Design and Implementation of an OCP-IP Compliant 64-Node Butterfly Network on Chip on Multi-FPGA

Khawla Hamwi, Omar Hammami (ENSTA ParisTech)

Abstract :

There is a growing demand of high-performance computing systems to cope with increasing data size and amount of arithmetic operation in various scientific computations. On top of this, several multi-FPGA systems have been proposed as reasonable methods to efficiently solve large scale application which adopt extremely iterative algorithms or use large-scale data that cannot be loaded onto one FPGA. In this paper, we report the design and multi- FPGA chip implementation of a 64-node butterfly network based on MPSOC. Our Network is placed and routed automatically on the 4 FPGA included in Eve Zebu-UF4 platform.

I. INTRODUCTION

International Technology Roadmap of Semiconductors (ITRS) projects that hundred of processors will be needed for future generation MPSOC designs [1]. Additionally, FPGAs are commonly used as platforms for hardware acceleration via application-specific architectures. However, for large, complex applications a single FPGA does not provide sufficient resources for a complete implementation in hardware. This led to the development of scalable multi-FPGA platforms that provide sufficient resources for implementing these types of systems.
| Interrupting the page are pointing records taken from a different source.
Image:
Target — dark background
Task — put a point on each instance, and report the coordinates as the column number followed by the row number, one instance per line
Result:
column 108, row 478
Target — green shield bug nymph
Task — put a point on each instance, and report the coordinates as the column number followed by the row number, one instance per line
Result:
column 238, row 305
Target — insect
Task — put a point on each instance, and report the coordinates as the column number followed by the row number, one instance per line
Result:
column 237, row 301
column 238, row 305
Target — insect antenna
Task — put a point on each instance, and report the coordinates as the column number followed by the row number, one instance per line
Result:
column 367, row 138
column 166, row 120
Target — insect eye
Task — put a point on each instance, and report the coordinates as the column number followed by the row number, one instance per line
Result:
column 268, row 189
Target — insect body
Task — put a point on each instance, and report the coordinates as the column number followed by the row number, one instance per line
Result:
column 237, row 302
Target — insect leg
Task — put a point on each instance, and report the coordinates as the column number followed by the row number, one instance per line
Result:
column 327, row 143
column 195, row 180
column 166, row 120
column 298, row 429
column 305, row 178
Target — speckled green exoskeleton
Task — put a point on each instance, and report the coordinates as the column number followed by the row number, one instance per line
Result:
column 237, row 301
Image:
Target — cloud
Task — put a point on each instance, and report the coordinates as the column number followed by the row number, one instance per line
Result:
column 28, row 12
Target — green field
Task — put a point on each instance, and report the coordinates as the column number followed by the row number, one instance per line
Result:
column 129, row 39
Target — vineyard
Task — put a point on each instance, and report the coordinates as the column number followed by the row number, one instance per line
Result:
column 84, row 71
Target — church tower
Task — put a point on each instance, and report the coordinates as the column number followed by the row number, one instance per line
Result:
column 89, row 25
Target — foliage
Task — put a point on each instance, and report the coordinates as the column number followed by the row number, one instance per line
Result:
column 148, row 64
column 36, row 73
The remainder of this paper is organized as follow: in the next section we define the butterfly network and present our 64-node butterfly network. Section III explains the design methodology. The implementation results will be presented in the section IV where section V concludes our paper.

II. BUTTERFLY ARCHITECTURE

Butterfly network is the quintessential indirect network. The butterfly topology has the minimum diameter for an N node network with switches of degree S=2k, H=logk N+1. However, the logarithmic diameters and simple routing of the butterfly network made it and its variants some of the most popular of interconnection network for many applications [2].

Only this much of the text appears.